Em 2022, uma série de exposições – institucionais e comerciais – debruçou-se em promover uma reflexão sobre o centenário da Semana de Arte Moderna, realizada na cidade de São Paulo entre os dias 13 e 18 de fevereiro de 1922. Antes de avançar nas reflexões propostas por tais mostras, é preciso compreender o contexto em que a manifestação artístico-cultural estava inserida. Em 1922, o Brasil completava 100 anos de sua Independência e 34 anos da abolição da escravidão. O mundo vivia o pós-Primeira Guerra Mundial.

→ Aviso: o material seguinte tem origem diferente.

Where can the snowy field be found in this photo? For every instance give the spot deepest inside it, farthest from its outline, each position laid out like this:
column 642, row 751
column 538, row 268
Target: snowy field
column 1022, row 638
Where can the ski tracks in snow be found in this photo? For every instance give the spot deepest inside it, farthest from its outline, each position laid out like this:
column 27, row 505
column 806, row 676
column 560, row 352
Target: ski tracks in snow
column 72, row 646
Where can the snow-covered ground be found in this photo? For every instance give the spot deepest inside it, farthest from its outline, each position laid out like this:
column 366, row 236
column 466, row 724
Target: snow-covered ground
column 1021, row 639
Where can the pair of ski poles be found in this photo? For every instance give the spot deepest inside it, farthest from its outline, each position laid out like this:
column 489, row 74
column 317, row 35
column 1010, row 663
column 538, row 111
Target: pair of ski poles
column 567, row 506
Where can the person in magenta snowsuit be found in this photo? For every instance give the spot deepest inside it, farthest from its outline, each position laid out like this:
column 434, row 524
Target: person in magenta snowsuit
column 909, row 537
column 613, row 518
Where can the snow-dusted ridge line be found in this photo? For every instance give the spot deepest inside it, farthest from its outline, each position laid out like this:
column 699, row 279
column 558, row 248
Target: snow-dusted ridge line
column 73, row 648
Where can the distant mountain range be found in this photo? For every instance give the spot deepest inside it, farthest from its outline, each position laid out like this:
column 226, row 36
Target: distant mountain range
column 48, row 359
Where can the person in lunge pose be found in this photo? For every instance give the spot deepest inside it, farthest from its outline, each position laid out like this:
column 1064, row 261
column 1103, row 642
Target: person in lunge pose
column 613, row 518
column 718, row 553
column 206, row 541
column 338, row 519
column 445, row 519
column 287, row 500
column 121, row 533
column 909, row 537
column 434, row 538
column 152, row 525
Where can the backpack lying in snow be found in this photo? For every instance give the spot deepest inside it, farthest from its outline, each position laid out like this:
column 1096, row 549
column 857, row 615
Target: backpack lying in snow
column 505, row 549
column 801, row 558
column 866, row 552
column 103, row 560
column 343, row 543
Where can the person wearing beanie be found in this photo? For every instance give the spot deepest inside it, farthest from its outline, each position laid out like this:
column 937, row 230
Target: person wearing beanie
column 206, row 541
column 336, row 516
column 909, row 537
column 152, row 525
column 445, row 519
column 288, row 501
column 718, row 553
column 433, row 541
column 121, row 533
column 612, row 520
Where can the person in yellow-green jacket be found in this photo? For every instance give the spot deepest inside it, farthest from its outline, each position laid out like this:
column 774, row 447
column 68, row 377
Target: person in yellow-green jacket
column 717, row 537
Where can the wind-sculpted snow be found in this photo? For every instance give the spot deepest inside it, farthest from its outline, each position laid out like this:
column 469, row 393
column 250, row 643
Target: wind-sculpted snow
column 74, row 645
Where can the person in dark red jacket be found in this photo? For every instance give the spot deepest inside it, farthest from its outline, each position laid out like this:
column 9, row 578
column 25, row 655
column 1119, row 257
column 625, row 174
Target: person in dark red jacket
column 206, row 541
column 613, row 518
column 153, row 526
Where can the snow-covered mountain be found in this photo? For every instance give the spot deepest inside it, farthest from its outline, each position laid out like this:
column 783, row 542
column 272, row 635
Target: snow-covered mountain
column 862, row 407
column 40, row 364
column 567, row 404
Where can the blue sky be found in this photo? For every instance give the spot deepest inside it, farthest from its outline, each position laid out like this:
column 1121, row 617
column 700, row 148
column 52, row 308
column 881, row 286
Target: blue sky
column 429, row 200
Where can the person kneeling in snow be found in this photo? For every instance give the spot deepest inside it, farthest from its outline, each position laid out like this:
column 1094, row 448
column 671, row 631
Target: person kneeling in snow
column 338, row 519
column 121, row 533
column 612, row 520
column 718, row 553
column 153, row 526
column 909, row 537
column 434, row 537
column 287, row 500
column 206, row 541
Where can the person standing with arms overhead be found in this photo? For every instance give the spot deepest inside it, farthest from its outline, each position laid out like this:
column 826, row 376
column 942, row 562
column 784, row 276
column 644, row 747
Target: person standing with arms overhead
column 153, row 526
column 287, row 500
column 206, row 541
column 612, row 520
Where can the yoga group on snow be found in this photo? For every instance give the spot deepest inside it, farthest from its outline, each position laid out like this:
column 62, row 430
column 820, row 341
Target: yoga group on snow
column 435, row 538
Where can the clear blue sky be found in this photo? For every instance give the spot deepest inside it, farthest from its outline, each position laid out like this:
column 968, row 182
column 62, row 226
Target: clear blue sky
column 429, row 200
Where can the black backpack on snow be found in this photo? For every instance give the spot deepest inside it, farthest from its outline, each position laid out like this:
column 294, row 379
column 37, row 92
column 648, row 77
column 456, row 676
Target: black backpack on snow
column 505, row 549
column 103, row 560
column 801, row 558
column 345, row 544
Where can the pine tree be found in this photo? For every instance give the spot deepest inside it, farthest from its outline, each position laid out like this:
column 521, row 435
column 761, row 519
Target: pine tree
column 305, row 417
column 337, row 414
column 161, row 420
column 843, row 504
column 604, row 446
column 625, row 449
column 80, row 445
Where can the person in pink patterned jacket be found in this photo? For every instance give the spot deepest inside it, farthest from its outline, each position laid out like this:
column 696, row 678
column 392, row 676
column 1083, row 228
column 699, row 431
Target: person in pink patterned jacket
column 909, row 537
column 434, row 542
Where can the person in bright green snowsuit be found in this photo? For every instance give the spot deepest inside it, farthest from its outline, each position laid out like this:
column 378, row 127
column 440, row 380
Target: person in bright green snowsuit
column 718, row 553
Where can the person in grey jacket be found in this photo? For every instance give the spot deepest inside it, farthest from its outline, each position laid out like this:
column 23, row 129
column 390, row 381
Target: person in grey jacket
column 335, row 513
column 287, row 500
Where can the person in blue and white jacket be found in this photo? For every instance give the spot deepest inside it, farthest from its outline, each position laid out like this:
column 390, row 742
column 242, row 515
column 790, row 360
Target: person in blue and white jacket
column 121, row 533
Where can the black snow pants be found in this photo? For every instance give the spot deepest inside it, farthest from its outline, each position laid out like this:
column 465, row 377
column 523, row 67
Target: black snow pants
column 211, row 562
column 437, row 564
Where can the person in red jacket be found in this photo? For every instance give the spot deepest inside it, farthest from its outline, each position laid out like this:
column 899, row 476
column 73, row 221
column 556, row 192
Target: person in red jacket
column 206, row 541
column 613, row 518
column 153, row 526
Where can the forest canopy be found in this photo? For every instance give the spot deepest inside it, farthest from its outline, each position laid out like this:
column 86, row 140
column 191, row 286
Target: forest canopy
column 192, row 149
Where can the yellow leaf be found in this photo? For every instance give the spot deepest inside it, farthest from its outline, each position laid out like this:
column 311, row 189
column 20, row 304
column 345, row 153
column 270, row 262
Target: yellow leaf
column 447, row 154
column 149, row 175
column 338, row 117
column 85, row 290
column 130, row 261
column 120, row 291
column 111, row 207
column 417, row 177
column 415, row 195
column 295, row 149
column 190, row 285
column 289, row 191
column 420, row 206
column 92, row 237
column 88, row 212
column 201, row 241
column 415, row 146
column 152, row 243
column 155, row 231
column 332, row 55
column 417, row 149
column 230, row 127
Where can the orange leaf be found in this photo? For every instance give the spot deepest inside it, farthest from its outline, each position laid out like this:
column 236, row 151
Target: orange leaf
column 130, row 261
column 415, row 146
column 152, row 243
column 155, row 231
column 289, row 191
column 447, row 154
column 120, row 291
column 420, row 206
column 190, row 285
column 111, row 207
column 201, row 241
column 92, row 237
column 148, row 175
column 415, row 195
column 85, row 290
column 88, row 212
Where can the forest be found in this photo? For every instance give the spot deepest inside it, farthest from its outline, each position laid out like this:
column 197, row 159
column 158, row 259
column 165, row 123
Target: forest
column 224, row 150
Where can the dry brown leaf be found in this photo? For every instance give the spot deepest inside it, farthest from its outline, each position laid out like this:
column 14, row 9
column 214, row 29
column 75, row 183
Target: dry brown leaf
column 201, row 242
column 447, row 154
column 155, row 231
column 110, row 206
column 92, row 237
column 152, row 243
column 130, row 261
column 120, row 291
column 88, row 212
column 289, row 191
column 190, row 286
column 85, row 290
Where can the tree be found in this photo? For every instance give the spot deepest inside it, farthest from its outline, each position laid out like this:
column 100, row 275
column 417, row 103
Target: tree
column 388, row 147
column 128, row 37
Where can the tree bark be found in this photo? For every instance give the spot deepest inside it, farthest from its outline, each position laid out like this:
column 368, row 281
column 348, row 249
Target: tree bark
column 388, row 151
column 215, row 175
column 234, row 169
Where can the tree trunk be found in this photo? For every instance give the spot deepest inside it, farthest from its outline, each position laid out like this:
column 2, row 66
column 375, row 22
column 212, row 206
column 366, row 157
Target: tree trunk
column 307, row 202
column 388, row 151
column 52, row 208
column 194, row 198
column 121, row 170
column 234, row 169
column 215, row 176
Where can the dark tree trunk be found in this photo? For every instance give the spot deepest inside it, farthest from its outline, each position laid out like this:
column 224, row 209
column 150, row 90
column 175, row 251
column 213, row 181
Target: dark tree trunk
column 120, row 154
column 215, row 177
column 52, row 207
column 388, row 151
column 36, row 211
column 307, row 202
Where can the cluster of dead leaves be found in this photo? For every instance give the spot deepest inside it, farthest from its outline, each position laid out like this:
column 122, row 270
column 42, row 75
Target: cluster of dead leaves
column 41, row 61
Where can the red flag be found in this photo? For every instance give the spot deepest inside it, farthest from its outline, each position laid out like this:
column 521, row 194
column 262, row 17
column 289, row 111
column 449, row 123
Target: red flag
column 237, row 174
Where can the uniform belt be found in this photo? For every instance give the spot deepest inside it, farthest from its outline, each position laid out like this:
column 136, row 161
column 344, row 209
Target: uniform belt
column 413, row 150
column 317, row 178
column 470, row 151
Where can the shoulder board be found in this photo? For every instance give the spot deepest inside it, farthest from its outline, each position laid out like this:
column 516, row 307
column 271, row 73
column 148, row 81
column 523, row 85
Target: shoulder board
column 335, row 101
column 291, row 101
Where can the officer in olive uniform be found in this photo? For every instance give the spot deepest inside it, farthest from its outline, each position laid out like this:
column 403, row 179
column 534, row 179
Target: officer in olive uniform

Nessa conjuntura, interessava aos intelectuais que organizaram o evento pensar como o Brasil havia saído desses processos históricos, a partir de uma perspectiva de incorporação de tais questões sociais dentro de um viés de arte, apoiando-se em um pensamento nacionalista que buscava construir uma identidade artística genuinamente brasileira, em oposição à procura pela perfeição promovida pelas academias de Belas Artes. Se, por um lado, a Semana de Arte torna-se um marco cultural pela sua ruptura com as normas estéticas acadêmicas, o que, inclusive, desagradou aos intelectuais conservadores de São Paulo, por outro, é preciso pensar que tais discussões não ultrapassaram os limites geográficos da própria cidade.

E foi esse caminho que as diversas exposições que se criaram para pensar os 100 anos da realização do evento trilharam. Em 2022, foi preciso olhar para todo o seu contexto e pensar que, embora seja importante reconhecer o pensamento implicado na construção da Semana de Arte, existiam ali questões abissais em relação à própria noção de uma construção de identidade nacional. Mas não somente. A começar pelo famoso retrato dos participantes da Semana de 1922, formado apenas por homens brancos, é preciso ater-se a qual história estaria sendo contada naquele momento e como ela implicava uma história de ausências, não apenas geográficas, mas identitárias. A priori, a Semana de Arte Moderna de 1922 precisa ser compreendida como uma semana branca, masculina e paulistana.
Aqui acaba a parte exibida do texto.